Suzanne Vale’s life, like most, is a series of ups and downs, but since hers proceeds along the rollercoaster tracks of Beverly Hills and the San Fernando Valley, everything is intensified. Despite good looks, good luck, brains, talent, and money, Suzanne cannot seem to free herself of miserable relationships, drug abuse, junk food, and endless self-recrimination. The author, Carrie Fisher, knows about these matters, so much so that this first novel reads like a guidebook to the spiritual underworld of Hollywood--which does not prevent it from being hilarious from start to finish.

Suzanne has honed self-consciousness to a fine art as she obsessively worries about her obsessive behavior, criticizes her critical nature, and loathes her self-dislike, but this introspective habit is always balanced by a sense of humor.
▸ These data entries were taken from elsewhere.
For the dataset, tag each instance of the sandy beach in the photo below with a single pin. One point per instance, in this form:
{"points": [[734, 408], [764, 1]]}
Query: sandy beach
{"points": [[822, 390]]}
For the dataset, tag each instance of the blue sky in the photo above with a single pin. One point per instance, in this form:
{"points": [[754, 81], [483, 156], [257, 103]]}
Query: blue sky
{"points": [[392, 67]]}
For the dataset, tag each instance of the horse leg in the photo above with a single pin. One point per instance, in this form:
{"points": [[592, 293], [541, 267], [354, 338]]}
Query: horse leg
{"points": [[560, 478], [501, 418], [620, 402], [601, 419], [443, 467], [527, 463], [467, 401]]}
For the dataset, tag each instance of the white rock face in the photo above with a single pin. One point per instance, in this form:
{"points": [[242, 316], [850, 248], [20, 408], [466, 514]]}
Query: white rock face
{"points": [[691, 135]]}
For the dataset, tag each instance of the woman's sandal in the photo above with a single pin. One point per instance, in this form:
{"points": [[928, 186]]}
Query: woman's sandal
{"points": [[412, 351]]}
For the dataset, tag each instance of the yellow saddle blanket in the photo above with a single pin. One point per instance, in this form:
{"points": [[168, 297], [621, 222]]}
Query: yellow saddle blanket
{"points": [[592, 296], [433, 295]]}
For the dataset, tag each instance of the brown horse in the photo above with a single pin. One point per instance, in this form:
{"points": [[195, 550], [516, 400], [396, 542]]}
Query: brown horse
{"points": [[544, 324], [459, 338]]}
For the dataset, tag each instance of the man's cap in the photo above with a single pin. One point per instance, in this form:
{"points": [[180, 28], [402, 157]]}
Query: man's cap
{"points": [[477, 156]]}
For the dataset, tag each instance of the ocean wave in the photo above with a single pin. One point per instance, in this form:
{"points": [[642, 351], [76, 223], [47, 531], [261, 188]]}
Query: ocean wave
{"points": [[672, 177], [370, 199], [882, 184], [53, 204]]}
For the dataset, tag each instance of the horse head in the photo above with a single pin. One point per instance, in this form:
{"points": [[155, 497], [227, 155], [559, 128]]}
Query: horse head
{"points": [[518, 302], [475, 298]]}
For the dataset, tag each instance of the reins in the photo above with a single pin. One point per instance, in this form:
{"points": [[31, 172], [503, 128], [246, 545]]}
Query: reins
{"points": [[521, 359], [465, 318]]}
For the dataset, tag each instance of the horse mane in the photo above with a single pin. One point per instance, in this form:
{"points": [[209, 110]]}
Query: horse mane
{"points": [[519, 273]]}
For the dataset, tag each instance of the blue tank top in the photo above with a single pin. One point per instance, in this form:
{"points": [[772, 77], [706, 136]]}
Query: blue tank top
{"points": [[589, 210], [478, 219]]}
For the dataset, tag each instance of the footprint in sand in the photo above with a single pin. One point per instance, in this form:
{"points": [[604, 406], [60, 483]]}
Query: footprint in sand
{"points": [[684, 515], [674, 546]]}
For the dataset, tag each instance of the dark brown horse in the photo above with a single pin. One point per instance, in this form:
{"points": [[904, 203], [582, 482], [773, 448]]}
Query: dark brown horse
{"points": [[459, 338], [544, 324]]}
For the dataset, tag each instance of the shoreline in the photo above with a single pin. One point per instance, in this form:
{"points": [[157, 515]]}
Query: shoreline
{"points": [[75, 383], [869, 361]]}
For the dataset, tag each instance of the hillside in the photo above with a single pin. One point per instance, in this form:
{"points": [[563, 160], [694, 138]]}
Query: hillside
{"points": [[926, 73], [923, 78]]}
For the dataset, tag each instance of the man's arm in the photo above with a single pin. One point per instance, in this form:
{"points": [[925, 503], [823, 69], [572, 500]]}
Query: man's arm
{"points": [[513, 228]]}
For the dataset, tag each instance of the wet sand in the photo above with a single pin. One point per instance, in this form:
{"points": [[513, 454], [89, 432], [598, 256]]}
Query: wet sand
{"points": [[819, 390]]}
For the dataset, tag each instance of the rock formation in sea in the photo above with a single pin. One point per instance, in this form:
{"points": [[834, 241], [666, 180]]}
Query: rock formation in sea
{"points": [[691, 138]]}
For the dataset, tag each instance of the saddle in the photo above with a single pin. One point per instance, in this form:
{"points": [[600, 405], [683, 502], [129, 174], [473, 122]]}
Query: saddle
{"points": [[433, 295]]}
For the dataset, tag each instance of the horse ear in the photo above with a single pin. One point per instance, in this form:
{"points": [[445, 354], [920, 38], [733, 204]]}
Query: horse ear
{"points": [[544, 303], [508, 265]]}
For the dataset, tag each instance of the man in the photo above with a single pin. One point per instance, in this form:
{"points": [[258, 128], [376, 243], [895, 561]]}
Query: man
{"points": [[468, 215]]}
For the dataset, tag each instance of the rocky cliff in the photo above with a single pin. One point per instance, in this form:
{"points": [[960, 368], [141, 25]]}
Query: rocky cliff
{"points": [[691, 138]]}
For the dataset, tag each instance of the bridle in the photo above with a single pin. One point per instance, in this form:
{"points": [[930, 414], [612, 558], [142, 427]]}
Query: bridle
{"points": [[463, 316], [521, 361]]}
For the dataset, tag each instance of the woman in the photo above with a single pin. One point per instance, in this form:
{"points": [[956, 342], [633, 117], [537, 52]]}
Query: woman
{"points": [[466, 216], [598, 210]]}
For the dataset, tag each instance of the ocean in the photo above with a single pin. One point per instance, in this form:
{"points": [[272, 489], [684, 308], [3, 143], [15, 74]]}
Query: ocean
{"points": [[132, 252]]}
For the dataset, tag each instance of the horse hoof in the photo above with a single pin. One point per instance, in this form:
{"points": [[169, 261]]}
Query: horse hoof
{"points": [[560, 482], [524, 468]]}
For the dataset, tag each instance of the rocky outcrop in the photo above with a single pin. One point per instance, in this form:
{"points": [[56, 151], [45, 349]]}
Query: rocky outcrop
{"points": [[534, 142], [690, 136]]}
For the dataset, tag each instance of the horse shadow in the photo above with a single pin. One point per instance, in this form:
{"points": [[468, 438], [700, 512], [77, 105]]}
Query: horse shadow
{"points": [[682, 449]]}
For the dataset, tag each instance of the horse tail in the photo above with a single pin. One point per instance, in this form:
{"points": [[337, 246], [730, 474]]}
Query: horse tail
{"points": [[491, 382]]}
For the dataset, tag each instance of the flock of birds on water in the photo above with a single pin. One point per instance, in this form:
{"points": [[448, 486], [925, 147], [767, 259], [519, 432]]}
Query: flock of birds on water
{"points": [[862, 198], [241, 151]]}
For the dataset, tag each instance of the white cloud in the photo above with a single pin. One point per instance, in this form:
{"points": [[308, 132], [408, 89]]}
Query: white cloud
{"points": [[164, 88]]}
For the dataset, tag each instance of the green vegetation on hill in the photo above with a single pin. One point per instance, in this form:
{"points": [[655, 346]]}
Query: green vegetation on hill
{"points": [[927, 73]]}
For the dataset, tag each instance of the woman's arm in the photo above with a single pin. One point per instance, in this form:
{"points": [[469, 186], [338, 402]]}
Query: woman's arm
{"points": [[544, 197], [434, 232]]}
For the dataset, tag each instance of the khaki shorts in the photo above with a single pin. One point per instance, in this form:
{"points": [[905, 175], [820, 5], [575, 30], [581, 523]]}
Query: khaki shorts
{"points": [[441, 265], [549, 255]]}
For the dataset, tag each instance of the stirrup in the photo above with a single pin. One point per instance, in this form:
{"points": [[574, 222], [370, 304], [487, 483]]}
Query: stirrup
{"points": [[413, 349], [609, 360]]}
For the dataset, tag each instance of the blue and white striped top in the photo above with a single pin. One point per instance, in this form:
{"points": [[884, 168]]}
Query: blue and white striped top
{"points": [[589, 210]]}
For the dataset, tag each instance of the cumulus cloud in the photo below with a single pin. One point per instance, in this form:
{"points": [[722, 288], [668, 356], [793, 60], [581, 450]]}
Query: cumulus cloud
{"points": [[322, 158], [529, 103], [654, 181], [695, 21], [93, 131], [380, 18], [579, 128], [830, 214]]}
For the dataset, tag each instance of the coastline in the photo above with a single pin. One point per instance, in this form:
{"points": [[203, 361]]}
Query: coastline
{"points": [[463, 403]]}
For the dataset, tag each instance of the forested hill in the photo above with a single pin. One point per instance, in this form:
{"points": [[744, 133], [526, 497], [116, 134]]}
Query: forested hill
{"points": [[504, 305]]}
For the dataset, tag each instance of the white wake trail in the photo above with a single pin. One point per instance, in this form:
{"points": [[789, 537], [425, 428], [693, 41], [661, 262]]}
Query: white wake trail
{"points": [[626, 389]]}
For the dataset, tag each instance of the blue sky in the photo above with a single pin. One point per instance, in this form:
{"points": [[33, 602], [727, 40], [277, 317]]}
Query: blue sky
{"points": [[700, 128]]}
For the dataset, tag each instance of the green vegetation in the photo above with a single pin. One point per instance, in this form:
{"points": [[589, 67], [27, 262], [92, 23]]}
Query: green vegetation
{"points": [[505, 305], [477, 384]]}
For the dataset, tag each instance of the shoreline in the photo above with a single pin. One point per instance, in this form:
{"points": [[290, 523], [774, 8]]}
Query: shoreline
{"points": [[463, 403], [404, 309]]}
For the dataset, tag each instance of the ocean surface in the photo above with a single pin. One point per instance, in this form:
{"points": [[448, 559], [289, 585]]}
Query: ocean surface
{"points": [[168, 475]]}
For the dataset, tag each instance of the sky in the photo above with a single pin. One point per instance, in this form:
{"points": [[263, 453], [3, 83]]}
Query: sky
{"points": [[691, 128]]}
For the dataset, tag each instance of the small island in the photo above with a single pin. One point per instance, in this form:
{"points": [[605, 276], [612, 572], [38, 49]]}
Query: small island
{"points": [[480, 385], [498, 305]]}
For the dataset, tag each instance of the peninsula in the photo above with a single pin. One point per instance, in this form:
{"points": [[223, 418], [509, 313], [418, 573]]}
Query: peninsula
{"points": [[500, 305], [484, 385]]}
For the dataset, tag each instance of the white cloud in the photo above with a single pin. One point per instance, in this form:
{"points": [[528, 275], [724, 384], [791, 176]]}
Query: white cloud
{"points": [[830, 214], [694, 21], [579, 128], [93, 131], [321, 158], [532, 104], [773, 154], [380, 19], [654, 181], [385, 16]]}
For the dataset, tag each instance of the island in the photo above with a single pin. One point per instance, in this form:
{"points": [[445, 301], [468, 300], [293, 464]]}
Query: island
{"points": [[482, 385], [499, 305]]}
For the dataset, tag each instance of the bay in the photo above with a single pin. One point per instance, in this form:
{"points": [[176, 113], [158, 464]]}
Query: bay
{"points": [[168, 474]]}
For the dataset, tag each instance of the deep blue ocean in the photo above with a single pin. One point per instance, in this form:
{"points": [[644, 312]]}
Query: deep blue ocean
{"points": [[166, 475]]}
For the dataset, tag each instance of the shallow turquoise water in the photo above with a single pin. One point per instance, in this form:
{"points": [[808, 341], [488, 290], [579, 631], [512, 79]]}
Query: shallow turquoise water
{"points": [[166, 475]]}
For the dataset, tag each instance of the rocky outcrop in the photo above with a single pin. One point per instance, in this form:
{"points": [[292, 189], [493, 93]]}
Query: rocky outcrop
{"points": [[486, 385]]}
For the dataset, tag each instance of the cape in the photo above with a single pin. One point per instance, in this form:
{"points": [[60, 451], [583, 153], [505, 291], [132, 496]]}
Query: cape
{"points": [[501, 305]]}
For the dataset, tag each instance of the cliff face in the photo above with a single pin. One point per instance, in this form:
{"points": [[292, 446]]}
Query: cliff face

Someone in her drug-rehabilitation encounter group blasts Suzanne for using humor as a weapon, but she knows better: It is her saving grace, the safety catch on morbidity and self-indulgence.

Humor is the novel’s cornerstone, but Fisher adds other talents, including an excellent ear for dialogue, especially Hollywood-style dialogue, which seems to consist of people talking to each other about themselves without ever really listening to the other side of the conversation. The novel is full of talk, as Suzanne crosses paths with a screenwriter always high on cocaine, dates a producer as relentlessly self-analytical as herself, braves her way through a film shooting, giggles with a friend on the way to a television interview, and falls in love. The talk, and the novel, resonate with wit and energy.